Real Estate, you have 3 choices.

Well, four actually. In fact, five would probably be more accurate. In the property market you can either Buy, Sell, Buy-to-Let, Rent or Stay where you are.

While these options have always been available, new research by insight analysts, Knowledge Factory, indicates that one’s choice needs more discernment now than ever before.
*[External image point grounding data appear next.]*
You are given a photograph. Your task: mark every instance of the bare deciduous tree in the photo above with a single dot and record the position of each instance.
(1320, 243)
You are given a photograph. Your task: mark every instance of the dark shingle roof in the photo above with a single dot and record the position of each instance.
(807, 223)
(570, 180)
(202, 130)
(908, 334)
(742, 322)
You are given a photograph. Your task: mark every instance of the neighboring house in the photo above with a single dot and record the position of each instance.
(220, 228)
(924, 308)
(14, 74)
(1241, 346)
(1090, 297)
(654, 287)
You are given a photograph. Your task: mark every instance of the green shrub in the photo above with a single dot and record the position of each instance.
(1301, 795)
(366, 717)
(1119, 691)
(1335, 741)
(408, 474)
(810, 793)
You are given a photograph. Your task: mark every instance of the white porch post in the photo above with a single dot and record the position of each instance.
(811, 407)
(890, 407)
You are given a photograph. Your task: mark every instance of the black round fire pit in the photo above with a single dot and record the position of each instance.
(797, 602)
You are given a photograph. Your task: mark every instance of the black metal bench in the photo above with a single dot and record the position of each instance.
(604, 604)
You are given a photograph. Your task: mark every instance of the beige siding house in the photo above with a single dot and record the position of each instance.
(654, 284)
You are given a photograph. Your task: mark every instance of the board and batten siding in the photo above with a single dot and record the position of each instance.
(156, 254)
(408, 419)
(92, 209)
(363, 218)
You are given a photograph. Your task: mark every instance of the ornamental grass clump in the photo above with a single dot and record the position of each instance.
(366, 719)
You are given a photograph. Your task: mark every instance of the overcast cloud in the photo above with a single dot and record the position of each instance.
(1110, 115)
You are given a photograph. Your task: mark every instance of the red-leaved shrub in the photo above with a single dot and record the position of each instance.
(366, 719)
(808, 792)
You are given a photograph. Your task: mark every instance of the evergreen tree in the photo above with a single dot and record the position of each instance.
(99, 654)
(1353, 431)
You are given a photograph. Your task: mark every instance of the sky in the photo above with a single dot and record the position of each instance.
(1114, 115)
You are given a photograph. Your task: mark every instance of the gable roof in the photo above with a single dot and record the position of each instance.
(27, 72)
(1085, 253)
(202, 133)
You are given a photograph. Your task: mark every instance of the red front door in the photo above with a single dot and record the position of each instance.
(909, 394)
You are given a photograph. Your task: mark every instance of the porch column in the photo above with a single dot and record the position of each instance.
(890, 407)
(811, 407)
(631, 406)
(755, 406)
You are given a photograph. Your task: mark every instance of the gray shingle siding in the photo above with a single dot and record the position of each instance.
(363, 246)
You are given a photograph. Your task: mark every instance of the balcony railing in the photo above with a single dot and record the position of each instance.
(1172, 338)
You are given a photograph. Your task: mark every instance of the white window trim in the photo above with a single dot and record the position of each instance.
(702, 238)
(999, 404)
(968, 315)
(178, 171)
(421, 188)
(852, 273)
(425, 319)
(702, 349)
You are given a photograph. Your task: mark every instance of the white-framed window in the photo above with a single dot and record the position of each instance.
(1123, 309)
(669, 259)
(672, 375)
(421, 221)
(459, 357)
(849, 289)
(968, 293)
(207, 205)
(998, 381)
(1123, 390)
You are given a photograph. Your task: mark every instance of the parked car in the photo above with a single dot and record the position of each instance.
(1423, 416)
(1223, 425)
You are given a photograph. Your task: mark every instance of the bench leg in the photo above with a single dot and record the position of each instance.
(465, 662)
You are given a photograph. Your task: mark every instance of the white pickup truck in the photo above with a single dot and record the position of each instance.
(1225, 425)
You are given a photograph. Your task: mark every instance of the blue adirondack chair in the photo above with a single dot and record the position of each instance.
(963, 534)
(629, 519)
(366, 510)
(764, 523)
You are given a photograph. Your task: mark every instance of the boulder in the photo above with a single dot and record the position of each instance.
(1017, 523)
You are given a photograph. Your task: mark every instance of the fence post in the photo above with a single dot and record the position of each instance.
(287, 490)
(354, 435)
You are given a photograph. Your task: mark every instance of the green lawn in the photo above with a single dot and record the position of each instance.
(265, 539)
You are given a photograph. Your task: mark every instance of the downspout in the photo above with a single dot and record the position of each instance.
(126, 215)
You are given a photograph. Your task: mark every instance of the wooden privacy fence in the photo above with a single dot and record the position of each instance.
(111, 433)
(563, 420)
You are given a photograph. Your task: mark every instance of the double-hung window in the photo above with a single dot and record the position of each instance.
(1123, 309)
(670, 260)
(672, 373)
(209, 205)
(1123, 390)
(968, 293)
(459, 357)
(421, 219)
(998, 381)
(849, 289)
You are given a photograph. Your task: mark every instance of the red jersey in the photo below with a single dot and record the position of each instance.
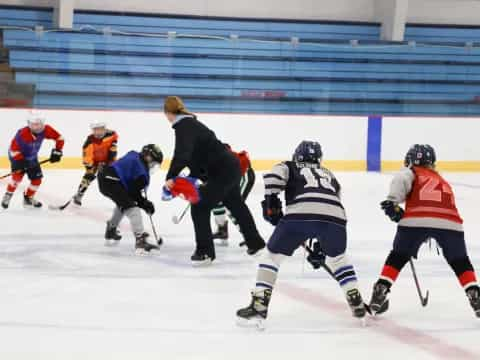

Traditional thinking such as “Buy-a-house-and-be-set-for-life” or “Buy-two-properties-and-live-off-the-rental” now needs extensive qualification to still hold true. Even seasoned investors have been left burdened by staggering increases in municipal rates, home maintenance and insurance costs compounded by poor performing rental yields in some price brackets.

Buy

Buying when interest rates are at historical lows can catch home owners unawares when the inevitable – a rate hike – appears. Emotive buying can disguise the reality of ownership costs. When realisation dawns they may have no alternative other than to sell and could be hit with the double whammy of poor capital growth. Some are left in the unenviable position of having to sell below their initial purchase price. Particularly affected are those trying to sell unimproved or vacant land. The happy flip side, however, is that when the purchase is done with forethought along with a sufficient financial buffer, qualified buyers can benefit from a surfeit of desperate sellers.

Sell

Selling in the current real-estate cycle is not to be taken lightly. Clearly defined reasons are needed. Buyers are spoilt for choice and will use the leverage of a buyers’ market. Some estate agents may offer a high “market value” to win the mandate but nothing changes the true value – what a willing buyer will pay. The reality is that over 84% of sellers are forced to discount their asking price. The average discount is 10% and that blow has to be absorbed after waiting, on average, for 15.6 weeks to close the sale.

Buy-To-Let

Property investment is chosen for purely speculative growth, long-term income generation or a combination of the two. In either case, pricing is vital. Speculating on short-term capital growth is unrealistic in the present economic climate unless the distressed property market presents a bargain. In addition, capital gains tax (CGT) can cap returns on medium-to-long term speculation.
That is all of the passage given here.